L’alpha six cinq sept soutint un instant Gabriel du regard.

— Si nous restons ici, reprit-il, les autres nous retrouveront et nous renverront à l’asile.

Le visage de Louise s’illumina sans attendre.

— Vous venez de parler d’asile ? Alors, il existe vraiment ?

— Bien sûr.

— Un hôpital psychiatrique pour humanoïdes ? réalisa Nirván en écarquillant les yeux. Vous voulez dire que votre peuple a choisi la Terre pour y accueillir ses sujets les plus détraqués ?

— Je crois qu’on a compris, précisa Defoe.

— Oui, enfin, quand même. Laisse-moi me remettre de mes émotions.

— Ne pourrait-on pas visiter cet établissement ? proposa Louise en se tournant vers le pilote.

Elle le suppliait du regard.

— Non.

— Steu plaît, Cap’tain jambe de bois, renchérit son frère. Sois pas vache. Il ne se passe rien depuis notre arrivée.

— Ce que vous pouvez être chiants. D’accord, mais pas de bêtises. Au moindre pépin, on rapplique illico presto. Si certains préfèrent rejoindre le Triste Sire, qu’ils partent maintenant ou se taisent à jamais.

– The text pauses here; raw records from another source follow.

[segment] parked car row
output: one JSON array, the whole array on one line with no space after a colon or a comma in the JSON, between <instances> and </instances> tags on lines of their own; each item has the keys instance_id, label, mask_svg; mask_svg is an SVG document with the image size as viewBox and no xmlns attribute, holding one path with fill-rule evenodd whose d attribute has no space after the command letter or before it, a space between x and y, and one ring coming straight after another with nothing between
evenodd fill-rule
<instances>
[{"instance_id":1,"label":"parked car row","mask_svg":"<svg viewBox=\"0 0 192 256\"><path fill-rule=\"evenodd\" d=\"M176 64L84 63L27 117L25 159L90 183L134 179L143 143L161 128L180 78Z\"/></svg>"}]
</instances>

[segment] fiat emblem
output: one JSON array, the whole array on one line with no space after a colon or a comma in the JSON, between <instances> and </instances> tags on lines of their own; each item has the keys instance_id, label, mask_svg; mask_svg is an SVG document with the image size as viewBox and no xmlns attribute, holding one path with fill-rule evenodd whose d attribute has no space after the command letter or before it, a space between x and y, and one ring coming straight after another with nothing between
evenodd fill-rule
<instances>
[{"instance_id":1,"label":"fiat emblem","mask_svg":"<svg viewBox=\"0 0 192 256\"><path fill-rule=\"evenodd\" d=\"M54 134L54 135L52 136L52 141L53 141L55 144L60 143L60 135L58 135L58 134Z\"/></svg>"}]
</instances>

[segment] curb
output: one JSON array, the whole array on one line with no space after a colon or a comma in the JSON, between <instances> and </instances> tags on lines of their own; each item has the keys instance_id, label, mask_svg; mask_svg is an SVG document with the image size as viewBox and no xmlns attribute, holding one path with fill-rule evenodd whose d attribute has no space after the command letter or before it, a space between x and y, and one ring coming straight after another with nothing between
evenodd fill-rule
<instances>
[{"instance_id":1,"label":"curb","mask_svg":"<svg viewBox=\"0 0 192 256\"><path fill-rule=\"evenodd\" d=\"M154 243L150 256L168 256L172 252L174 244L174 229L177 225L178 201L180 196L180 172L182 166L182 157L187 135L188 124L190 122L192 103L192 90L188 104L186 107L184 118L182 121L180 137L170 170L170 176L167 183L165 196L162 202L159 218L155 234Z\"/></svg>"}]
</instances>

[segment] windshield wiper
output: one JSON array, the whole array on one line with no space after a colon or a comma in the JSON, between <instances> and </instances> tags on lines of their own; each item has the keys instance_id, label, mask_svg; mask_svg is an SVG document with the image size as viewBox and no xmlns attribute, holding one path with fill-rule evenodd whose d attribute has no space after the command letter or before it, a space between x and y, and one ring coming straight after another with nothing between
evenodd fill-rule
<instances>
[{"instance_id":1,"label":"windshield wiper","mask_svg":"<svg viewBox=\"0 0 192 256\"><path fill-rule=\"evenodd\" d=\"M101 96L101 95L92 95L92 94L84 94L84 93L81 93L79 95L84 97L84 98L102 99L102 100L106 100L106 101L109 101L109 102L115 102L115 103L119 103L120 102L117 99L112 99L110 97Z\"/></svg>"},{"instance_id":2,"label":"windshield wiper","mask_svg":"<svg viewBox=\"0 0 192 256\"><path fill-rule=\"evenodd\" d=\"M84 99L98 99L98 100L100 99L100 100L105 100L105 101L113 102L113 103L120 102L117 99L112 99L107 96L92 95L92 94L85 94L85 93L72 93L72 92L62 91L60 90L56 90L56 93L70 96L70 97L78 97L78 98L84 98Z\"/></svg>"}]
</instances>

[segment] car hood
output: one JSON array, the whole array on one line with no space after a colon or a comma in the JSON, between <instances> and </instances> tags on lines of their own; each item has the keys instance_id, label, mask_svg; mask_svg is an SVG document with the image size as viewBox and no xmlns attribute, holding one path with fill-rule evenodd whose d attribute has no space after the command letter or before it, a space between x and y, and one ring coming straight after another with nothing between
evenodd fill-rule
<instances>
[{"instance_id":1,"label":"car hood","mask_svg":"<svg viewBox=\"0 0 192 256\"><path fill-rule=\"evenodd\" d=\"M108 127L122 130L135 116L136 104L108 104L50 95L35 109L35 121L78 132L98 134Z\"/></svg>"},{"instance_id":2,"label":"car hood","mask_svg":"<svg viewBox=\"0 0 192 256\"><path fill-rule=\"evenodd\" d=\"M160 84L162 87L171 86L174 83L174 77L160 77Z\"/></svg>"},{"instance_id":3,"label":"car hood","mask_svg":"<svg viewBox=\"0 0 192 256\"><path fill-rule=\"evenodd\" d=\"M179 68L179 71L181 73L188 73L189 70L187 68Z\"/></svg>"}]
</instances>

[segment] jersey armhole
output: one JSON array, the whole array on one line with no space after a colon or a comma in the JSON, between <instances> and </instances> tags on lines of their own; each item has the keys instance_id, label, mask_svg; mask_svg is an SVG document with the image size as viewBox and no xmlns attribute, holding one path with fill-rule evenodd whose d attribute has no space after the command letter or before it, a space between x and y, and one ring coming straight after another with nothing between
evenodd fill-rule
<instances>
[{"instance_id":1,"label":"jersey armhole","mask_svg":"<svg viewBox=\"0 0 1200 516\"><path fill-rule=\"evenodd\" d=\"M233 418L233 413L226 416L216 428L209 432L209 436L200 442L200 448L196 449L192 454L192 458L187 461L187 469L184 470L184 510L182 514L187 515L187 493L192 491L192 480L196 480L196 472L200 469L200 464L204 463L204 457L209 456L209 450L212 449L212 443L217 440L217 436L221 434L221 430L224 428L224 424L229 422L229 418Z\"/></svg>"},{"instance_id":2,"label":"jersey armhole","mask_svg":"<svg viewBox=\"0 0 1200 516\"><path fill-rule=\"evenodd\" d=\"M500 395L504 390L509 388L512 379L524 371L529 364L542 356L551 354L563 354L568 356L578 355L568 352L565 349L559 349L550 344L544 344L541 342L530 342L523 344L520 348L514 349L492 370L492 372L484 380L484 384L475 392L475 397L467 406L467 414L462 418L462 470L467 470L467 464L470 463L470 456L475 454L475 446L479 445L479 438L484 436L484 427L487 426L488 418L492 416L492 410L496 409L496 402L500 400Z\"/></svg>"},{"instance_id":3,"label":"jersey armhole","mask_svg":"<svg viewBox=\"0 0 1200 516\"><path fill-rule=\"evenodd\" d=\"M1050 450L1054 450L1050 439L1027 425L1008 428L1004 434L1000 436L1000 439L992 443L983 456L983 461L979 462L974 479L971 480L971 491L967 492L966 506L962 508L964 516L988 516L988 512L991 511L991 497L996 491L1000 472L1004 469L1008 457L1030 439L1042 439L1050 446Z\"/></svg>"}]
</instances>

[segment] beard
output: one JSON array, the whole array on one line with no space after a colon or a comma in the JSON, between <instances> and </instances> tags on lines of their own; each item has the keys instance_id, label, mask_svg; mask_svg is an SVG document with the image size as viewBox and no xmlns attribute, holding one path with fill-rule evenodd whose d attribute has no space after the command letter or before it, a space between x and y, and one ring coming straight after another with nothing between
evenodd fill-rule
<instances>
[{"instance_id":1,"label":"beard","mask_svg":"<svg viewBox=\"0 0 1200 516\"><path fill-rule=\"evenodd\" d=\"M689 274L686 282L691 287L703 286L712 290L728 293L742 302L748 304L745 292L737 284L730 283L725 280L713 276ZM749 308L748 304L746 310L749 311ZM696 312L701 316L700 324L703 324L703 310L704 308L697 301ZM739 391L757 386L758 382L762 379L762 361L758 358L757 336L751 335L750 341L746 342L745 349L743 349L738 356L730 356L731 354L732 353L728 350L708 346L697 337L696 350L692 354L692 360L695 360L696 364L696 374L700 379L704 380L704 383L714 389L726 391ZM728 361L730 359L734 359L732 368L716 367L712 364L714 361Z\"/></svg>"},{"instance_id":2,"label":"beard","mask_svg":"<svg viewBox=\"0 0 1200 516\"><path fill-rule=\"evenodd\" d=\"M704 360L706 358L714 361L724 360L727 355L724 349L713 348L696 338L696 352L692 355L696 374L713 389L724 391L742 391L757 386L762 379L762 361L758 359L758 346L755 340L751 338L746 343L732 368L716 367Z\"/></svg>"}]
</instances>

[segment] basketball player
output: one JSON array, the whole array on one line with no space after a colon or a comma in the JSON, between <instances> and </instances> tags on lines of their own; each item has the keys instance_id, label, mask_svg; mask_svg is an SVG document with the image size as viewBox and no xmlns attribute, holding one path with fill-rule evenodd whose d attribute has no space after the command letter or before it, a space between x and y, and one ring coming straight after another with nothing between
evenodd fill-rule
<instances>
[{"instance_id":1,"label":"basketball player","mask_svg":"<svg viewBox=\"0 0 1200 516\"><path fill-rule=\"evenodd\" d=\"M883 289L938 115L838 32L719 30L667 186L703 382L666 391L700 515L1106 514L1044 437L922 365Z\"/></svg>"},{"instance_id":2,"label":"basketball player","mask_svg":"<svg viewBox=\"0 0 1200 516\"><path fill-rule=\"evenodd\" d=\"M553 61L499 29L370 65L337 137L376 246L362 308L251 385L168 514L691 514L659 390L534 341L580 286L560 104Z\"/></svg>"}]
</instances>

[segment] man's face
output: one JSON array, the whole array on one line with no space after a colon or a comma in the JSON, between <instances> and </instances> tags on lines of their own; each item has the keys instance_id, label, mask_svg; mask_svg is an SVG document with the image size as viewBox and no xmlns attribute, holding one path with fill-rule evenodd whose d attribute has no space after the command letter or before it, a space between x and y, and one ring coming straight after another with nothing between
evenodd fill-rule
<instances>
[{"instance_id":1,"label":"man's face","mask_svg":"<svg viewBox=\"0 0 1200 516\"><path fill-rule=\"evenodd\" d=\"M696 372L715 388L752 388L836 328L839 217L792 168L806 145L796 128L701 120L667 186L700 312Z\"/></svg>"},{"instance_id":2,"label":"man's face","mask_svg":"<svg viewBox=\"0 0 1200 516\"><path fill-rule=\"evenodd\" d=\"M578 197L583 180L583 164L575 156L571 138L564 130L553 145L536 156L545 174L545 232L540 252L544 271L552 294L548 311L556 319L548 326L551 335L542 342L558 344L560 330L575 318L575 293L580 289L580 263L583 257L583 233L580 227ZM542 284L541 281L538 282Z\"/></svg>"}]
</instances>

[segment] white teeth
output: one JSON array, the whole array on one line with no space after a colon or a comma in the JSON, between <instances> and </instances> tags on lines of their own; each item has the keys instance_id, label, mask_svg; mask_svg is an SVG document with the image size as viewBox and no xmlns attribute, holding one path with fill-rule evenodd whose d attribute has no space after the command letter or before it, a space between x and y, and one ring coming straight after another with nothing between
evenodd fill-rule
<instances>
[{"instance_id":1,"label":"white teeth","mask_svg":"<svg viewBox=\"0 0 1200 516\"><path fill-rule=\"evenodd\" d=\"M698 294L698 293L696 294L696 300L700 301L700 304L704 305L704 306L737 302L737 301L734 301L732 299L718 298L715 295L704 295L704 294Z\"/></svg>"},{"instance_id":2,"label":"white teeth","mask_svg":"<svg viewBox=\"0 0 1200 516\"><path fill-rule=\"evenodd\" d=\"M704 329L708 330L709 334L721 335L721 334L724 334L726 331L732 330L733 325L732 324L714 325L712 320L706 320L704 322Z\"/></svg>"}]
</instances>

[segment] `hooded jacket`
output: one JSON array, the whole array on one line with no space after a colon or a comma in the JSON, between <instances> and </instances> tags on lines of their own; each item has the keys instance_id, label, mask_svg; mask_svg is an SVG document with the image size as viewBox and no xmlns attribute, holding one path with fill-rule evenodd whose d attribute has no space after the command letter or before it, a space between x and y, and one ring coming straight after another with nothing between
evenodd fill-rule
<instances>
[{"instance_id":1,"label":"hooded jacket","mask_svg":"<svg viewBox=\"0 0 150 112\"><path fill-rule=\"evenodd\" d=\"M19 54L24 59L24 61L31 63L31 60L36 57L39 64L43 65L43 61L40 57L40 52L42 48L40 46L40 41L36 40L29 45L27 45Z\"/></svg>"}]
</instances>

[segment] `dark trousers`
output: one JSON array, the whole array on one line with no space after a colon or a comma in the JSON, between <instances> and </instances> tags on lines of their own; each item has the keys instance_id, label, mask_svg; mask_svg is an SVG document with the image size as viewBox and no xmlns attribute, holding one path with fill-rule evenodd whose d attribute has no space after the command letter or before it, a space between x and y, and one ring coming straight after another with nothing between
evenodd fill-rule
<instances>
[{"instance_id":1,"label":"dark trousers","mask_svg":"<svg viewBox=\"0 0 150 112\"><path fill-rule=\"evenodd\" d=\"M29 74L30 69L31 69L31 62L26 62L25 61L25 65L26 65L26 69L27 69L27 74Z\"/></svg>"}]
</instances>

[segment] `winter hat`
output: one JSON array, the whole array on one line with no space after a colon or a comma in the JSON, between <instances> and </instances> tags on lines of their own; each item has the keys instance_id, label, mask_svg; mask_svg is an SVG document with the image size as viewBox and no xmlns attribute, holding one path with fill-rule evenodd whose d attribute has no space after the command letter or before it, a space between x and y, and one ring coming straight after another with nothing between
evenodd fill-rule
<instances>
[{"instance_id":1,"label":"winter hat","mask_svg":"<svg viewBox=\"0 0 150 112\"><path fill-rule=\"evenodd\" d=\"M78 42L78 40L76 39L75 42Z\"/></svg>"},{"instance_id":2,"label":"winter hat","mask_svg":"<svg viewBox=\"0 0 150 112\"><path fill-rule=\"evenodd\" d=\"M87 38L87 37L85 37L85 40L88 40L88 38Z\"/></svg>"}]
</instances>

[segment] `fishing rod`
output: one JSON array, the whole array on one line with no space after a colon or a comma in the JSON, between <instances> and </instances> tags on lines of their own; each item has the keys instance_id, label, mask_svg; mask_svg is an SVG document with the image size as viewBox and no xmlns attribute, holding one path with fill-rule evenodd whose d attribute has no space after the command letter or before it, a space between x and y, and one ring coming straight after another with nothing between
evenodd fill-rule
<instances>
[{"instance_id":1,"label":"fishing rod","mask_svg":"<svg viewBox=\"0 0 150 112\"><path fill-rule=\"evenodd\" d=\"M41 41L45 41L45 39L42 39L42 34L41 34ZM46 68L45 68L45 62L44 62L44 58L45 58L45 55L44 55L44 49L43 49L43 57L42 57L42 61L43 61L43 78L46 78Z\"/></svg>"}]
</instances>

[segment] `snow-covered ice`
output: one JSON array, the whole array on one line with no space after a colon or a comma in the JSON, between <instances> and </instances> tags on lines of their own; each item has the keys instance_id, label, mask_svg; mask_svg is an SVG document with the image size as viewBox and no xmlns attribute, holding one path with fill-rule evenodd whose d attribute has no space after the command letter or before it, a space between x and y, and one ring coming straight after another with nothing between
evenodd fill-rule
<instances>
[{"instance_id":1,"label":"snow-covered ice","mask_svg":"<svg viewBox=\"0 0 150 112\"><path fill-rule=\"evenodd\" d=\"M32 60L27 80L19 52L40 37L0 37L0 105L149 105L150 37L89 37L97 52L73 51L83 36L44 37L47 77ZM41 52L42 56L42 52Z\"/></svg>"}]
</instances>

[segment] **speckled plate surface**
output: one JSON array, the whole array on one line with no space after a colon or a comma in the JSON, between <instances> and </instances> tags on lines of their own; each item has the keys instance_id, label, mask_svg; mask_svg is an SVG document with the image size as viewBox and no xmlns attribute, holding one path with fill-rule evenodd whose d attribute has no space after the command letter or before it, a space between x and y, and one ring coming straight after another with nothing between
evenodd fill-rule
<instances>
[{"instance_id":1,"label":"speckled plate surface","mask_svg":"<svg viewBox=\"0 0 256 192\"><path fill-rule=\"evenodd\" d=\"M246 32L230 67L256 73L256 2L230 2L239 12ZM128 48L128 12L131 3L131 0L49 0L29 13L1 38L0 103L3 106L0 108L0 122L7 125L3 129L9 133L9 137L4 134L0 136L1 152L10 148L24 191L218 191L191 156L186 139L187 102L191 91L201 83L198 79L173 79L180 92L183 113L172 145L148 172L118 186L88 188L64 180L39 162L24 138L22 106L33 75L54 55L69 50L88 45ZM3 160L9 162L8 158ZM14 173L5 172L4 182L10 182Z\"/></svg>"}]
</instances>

— Et supportent notre super capitaine jusque dans les flammes de l’enfer, plaisanta Nirván, qui ouvrit la marche en direction des souterrains.

— Paix à nos âmes, gloussa Louise en le suivant.

— Je ne sais pas pour vous, professeur, mais moi, j’ai de plus en plus l’impression de bosser dans une crèche, maugréa Gabriel.

Pour toute réponse, Augustin lui décocha un sourire amusé. Derrière eux s’éloignaient les deux robots, trop terrifiés à l’idée de redescendre.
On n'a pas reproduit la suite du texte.